Geo-distributed apps need a geo-distributed database that’s fast for both reads and writes. CRDTs unlock low write-path latency. However, commutativity is not enough to guarantee data integrity. For that, you need a rich-CRDT database that also provides invariant safety.

Need for geo-distribution

Let’s assume that you have a database driven backend web application. It has a typical relational data model, including various constraints and invariants. You have users interacting with it in different regions. You’re aware that the system performance is dominated by network latency. So you want to run your app and your data close to your users.

For example using Fly.io or Cloud Run.

Problem of write-path latency

You can use read-replica fan out (say with Cloud SQL or PolyScale) but this leaves your writes centralised and slow. Alternatively, you can use an active-active geo-distributed database like Cockroach or Fauna. However, these use synchronization to achieve consensus when writing data – which actually makes your writes much slower.

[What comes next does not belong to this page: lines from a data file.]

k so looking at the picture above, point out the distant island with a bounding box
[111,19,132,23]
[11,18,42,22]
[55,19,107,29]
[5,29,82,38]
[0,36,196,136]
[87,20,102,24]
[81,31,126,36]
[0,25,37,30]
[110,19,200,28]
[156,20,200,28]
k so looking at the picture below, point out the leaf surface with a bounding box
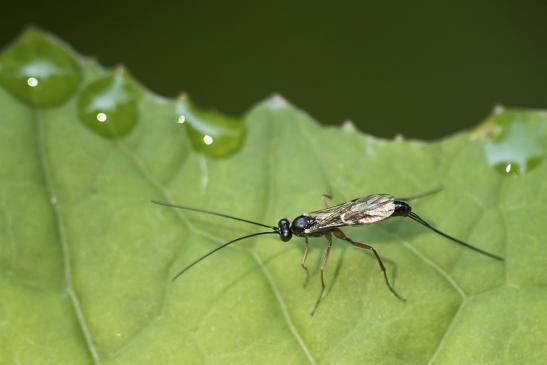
[1,30,546,365]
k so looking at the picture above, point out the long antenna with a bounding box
[172,231,278,281]
[151,200,277,230]
[408,211,504,261]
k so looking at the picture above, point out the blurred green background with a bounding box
[1,0,546,139]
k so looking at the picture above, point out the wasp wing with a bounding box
[305,194,396,233]
[307,200,355,229]
[340,194,396,224]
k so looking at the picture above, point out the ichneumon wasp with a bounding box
[152,188,503,315]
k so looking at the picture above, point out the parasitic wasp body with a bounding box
[153,190,503,315]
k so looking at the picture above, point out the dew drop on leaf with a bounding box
[175,98,246,157]
[478,110,546,175]
[77,70,141,139]
[0,29,81,107]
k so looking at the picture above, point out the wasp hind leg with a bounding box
[333,228,405,302]
[310,232,333,316]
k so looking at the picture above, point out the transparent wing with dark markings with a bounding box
[305,194,396,233]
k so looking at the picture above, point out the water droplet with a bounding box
[77,70,141,139]
[478,110,546,175]
[96,112,107,123]
[0,29,82,107]
[177,115,186,124]
[494,162,520,176]
[203,134,214,145]
[175,99,246,157]
[27,77,38,87]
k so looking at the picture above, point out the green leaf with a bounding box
[1,29,546,365]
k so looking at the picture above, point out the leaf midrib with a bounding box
[34,109,101,364]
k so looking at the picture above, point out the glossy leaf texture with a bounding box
[1,30,546,365]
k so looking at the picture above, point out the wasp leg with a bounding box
[321,194,332,208]
[301,237,310,288]
[310,232,333,316]
[333,228,405,302]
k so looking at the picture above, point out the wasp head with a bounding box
[277,218,292,242]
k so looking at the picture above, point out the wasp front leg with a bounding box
[300,237,310,288]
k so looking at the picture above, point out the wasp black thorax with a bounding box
[290,215,316,236]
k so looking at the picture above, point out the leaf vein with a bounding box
[35,111,101,364]
[250,250,317,365]
[255,110,318,364]
[426,300,465,365]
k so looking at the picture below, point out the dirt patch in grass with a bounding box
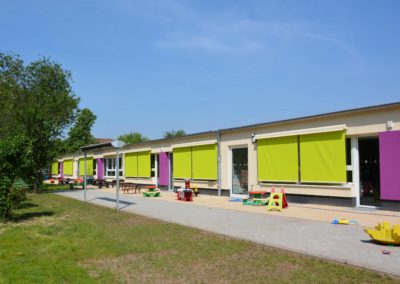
[81,243,392,284]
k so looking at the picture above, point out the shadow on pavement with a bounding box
[94,197,136,209]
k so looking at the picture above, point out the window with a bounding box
[63,160,73,176]
[257,130,347,184]
[93,159,97,176]
[104,157,123,177]
[346,138,353,183]
[51,162,59,175]
[124,151,151,177]
[172,144,218,180]
[257,136,298,182]
[151,154,159,177]
[79,158,94,176]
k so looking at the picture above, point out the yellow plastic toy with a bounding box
[364,222,400,245]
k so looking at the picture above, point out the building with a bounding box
[52,102,400,210]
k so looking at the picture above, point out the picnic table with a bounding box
[121,182,140,194]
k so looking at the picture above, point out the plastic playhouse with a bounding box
[364,221,400,245]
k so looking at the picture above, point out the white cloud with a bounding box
[114,0,362,59]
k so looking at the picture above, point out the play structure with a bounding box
[176,179,193,202]
[143,185,160,197]
[266,187,288,212]
[241,187,289,210]
[364,222,400,245]
[242,190,268,206]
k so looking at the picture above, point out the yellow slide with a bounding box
[364,222,400,245]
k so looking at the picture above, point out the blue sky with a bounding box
[1,0,399,139]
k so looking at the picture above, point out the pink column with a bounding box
[97,158,104,179]
[159,152,170,186]
[379,130,400,201]
[60,161,64,178]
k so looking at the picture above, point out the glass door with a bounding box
[231,148,248,196]
[359,137,380,206]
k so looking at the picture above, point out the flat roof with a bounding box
[218,101,400,133]
[123,101,400,146]
[71,101,400,155]
[80,142,113,152]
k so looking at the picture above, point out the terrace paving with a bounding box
[57,189,400,277]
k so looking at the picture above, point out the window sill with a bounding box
[259,182,352,190]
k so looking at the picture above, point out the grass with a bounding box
[39,183,77,191]
[0,194,398,283]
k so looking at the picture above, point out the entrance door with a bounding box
[231,148,248,196]
[359,138,380,206]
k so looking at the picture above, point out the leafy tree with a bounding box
[0,134,31,220]
[163,129,186,138]
[63,108,97,153]
[118,132,149,144]
[0,52,80,197]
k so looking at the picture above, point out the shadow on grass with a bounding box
[12,211,55,222]
[17,202,38,210]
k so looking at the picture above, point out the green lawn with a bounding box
[39,183,72,191]
[0,194,397,283]
[40,182,88,192]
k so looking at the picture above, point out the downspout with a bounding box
[217,130,222,197]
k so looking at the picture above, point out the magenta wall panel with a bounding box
[379,130,400,201]
[60,161,64,178]
[159,152,170,186]
[97,158,104,179]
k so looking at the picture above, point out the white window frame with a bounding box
[104,157,123,178]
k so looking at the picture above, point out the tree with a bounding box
[118,132,149,144]
[0,134,31,220]
[0,52,80,197]
[63,108,97,153]
[163,129,186,138]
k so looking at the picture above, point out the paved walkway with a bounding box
[57,190,400,276]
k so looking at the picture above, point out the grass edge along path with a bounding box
[0,193,398,283]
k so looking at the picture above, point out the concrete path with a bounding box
[56,190,400,276]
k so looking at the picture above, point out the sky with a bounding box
[1,0,399,139]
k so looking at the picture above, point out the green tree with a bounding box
[118,132,149,144]
[0,135,31,220]
[63,108,97,153]
[163,129,186,138]
[0,52,80,197]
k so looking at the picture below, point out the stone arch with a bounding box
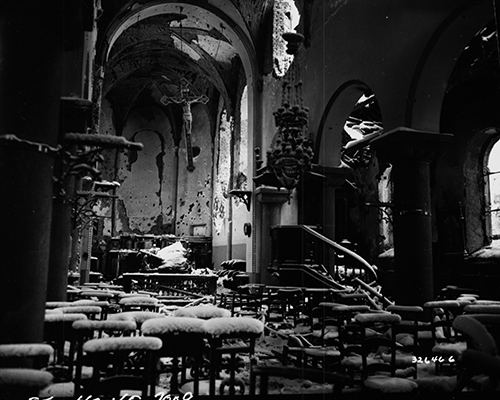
[315,80,379,167]
[463,128,500,253]
[407,1,494,131]
[97,0,261,270]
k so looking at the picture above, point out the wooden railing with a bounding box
[120,273,218,295]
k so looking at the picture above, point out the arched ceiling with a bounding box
[99,0,269,127]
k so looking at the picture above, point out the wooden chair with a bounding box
[173,304,231,319]
[119,296,160,312]
[453,314,500,391]
[80,336,162,399]
[424,300,465,374]
[0,343,53,370]
[0,368,53,399]
[303,288,334,326]
[53,305,102,320]
[108,311,165,331]
[43,313,87,379]
[72,319,137,396]
[386,305,425,378]
[341,312,418,393]
[204,317,264,396]
[142,317,207,396]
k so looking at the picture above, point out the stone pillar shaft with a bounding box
[0,2,63,343]
[371,127,453,305]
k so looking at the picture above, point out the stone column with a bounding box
[371,127,453,305]
[47,1,96,301]
[0,2,63,343]
[254,187,290,284]
[47,99,93,301]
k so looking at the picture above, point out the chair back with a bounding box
[81,336,162,399]
[453,315,497,356]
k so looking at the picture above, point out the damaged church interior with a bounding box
[3,0,500,398]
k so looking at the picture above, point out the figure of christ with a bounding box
[161,80,208,172]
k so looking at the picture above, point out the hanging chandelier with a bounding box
[257,31,314,191]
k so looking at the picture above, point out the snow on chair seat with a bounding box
[303,347,341,358]
[71,299,110,307]
[142,317,205,335]
[53,306,102,315]
[0,344,53,359]
[329,304,371,313]
[423,300,461,309]
[79,290,115,299]
[83,337,162,353]
[340,354,379,369]
[174,304,231,319]
[45,301,72,309]
[363,375,418,393]
[203,317,264,337]
[386,305,424,314]
[354,312,401,324]
[431,341,467,358]
[45,313,87,323]
[109,311,165,325]
[119,296,159,306]
[72,319,136,332]
[464,305,500,314]
[0,368,53,388]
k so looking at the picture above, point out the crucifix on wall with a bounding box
[160,77,209,172]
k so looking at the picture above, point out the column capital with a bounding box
[370,127,453,163]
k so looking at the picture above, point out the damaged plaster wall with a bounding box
[231,86,250,260]
[212,109,231,267]
[112,104,214,237]
[175,103,213,237]
[116,105,176,234]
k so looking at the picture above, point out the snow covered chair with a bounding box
[203,317,264,396]
[173,304,231,319]
[142,317,206,395]
[80,336,162,399]
[0,368,53,399]
[424,300,464,374]
[53,305,102,320]
[303,288,335,324]
[386,305,427,378]
[231,284,265,317]
[0,343,53,369]
[119,295,160,312]
[71,319,137,396]
[108,311,165,331]
[78,289,116,301]
[453,314,500,391]
[44,313,87,376]
[342,312,418,393]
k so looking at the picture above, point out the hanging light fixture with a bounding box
[255,31,314,191]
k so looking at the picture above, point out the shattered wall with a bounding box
[109,104,213,237]
[175,103,213,237]
[212,109,232,265]
[117,105,176,234]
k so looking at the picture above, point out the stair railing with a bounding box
[300,225,378,285]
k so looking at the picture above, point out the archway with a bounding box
[407,1,495,131]
[305,81,383,262]
[95,1,259,271]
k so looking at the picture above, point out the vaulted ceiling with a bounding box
[99,0,272,130]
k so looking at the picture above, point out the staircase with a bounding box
[270,225,379,290]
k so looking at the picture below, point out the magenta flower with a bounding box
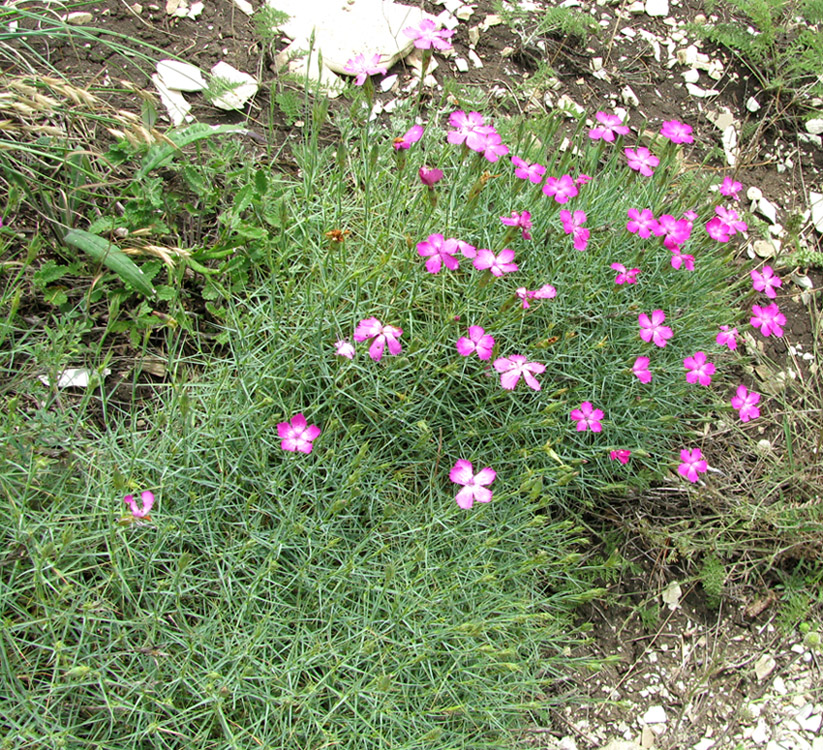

What you want is to accept writes at the nearest region immediately, without synchronising.

Challenge of concurrent writes

You can achieve this with eventual consistency systems. These range from Yugabyte multi-DC with asynchronous “XCluster” replication (see the multi-region modes of Yugabyte here), to more specialist systems like Automerge or Macrometa. However, this solves one problem by creating another: how to resolve overlapping concurrent writes.

If two nodes in different regions accept writes to the same data at the same time, without stopping to coordinate or check with each other, then you have to have a strategy to resolve the competing writes. In this, there are two approaches: commutativity and tentative updates (or some combination of the two).

Commutativity != data integrity

The commutative approach says “OK, we’ve accepted this transaction on our Las Vegas cluster, so we’re going to have to apply it to our Frankfurt and Tokyo clusters, otherwise we’ll have inconsistent data”. This is where Conflict-free Replicated Data Types (CRDTs) come in. They guarantee that a write accepted at one cluster can be applied on all of the others.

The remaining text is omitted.